Since 2019, NOFA-VT has served on Vermont's Soil Health & Payment for Ecosystem Services Working Group, in the seat designated by the legislature to represent small-scale, diversified farming. Throughout the process, we have advocated for a model of Payment for Ecosystem Services (PES) in Vermont that supports early adopters of ecologically sound practices, such as organic farmers, and that centers biodiversity as a key indicator of overall ecosystem health and function.
The Working Group is busy writing up our final report to the legislature, due in January 2023, and putting the finishing touches on plans for a pilot program.
At first blush, the concept of "ecosystem services" payments is simple: farmers and other land stewards receive payments for the life-sustaining services provided by the land they manage, such as water filtration, pollination, and climate regulation. In practice though, PES is a deeply complex and potentially problematic subject. Which ecosystem services do we (the public) want to pay for? How do we determine their value? Who gets paid, and where does the money come from? And, critically, what are the risks of assigning monetary value to nature in this way?
These are just some of the questions the PES Working Group has grappled with for just over three years, not all of which we have necessarily answered. In the end (at least "the end" for now), the Working Group has decided to use an existing federal conservation program, the Conservation Stewardship Program (or CSP), as the basis for our state's PES pilot program.
The Conservation Stewardship Program, administered by the federal Natural Resources Conservation Service (NRCS), pays farmers for implementing certain conservation practices while encouraging and incentivizing conservation "enhancements" (i.e. improvements to good farming practices they are already doing). There are a number of benefits, from NOFA-VT's perspective, to essentially creating a state-level enhancement to the federal CSP program. One benefit is that the program is already administered by an existing federal agency, in close collaboration with state partners like the Conservation Districts. Because of this existing administrative capacity, more of the money can go directly to farmers. Another benefit is that signing up for CSP involves a holistic assessment of the applicant's farming operation, as opposed to focusing narrowly on one outcome such as carbon sequestration, which runs the risk of oversimplification and unintended consequences in a complex system. Finally, CSP has the ability to reward farmers like organic producers who are already managing their land in highly beneficial ways. In contrast to other conservation programs that focus on addressing problems (i.e. "resource concerns" in NRCS-speak), CSP actually can both reward good managers for doing the right thing, and encourage them to continue improving their stewardship over time.

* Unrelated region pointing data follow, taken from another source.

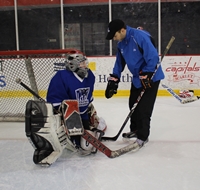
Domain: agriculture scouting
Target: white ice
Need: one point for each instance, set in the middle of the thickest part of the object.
(170, 161)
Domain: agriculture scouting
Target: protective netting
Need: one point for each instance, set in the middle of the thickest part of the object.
(35, 69)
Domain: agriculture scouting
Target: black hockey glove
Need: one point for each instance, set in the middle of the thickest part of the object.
(112, 86)
(145, 78)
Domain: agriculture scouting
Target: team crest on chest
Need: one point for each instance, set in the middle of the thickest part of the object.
(82, 96)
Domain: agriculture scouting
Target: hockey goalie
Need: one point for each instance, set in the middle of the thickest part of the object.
(51, 127)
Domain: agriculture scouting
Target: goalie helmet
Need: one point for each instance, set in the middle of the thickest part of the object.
(77, 63)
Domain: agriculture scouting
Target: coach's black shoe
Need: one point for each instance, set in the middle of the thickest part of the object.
(129, 135)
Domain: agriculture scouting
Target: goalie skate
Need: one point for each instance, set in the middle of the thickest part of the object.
(71, 117)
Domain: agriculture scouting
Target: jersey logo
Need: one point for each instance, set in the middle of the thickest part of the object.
(82, 96)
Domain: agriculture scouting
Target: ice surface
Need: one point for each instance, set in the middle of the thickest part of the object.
(170, 161)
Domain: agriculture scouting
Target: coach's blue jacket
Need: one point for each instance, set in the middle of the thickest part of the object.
(137, 51)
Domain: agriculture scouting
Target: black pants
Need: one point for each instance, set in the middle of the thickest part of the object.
(141, 117)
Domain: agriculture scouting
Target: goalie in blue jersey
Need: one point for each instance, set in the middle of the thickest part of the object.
(60, 122)
(71, 92)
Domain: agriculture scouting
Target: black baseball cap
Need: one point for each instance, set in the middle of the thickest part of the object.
(113, 27)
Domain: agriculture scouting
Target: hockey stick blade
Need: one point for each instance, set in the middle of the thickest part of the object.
(88, 137)
(182, 101)
(139, 97)
(105, 150)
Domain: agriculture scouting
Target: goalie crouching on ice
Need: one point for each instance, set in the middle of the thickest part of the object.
(70, 92)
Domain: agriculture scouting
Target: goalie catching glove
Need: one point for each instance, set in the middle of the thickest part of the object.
(145, 78)
(112, 85)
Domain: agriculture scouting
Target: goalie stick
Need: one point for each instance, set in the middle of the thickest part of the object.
(140, 96)
(91, 139)
(182, 101)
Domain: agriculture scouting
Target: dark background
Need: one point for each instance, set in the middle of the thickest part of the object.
(37, 25)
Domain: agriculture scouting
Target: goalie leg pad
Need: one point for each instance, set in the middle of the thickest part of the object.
(95, 120)
(44, 131)
(71, 116)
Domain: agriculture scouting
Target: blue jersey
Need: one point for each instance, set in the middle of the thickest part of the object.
(66, 85)
(139, 54)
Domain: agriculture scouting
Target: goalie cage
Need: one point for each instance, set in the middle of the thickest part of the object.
(36, 68)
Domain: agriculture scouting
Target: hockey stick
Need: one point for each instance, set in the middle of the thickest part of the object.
(91, 139)
(182, 101)
(139, 97)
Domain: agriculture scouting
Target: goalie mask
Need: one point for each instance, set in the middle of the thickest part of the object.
(77, 63)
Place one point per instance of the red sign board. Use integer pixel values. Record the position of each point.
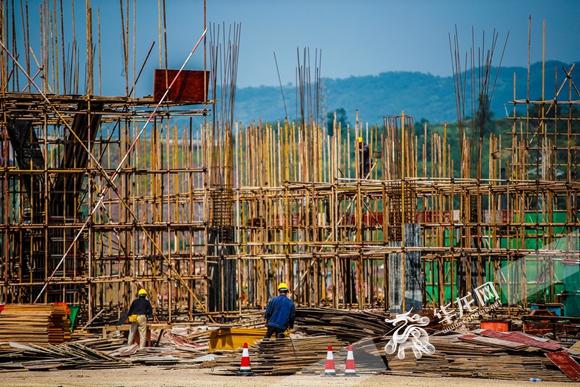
(189, 87)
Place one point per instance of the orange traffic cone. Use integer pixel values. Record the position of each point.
(349, 366)
(329, 369)
(245, 368)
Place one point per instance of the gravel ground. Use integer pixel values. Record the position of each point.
(153, 376)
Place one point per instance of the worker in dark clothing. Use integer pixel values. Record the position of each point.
(138, 312)
(280, 313)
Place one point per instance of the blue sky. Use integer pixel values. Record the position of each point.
(356, 37)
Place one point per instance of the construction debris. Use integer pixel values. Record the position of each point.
(32, 357)
(347, 325)
(37, 324)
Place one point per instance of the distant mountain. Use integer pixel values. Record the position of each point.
(418, 94)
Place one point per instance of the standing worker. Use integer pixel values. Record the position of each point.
(364, 159)
(138, 312)
(280, 313)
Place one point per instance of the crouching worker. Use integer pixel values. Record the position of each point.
(280, 313)
(138, 312)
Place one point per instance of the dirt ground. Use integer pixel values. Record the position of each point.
(153, 376)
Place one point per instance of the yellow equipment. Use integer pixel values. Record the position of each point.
(231, 338)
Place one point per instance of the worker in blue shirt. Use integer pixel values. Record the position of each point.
(280, 313)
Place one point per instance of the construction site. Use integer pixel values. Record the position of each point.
(105, 195)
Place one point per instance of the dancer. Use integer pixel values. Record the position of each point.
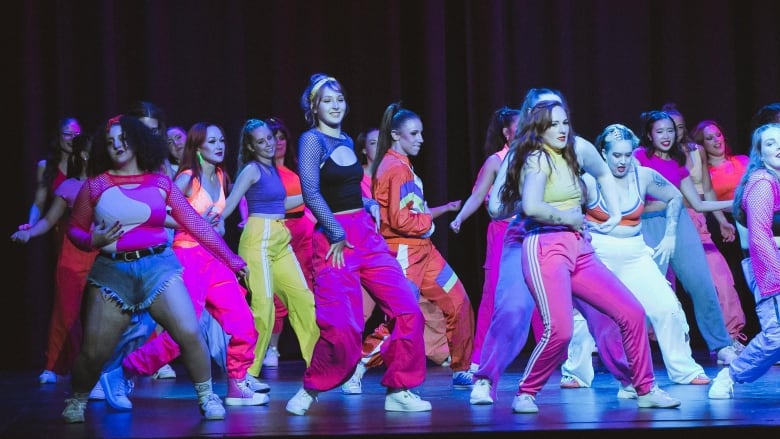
(265, 244)
(73, 264)
(625, 253)
(515, 310)
(366, 148)
(500, 133)
(298, 220)
(177, 137)
(53, 170)
(662, 152)
(696, 162)
(210, 283)
(756, 204)
(559, 206)
(121, 210)
(349, 252)
(407, 225)
(545, 169)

Some challenges to this approach certainly exist as well. Enrolling in NRCS programs can be cumbersome, requiring a commitment on behalf of producers to fill out extensive paperwork. And the payments aren't as high as they should be in some cases to make it worth farmers' while.
Overall though, we are hopeful that this path forward will be fruitful, and are committed to ensuring that it works for farmers while leading to meaningful ecological outcomes in the future. We will share the Working Group's final report and continue to provide updates and ways to make your voice heard.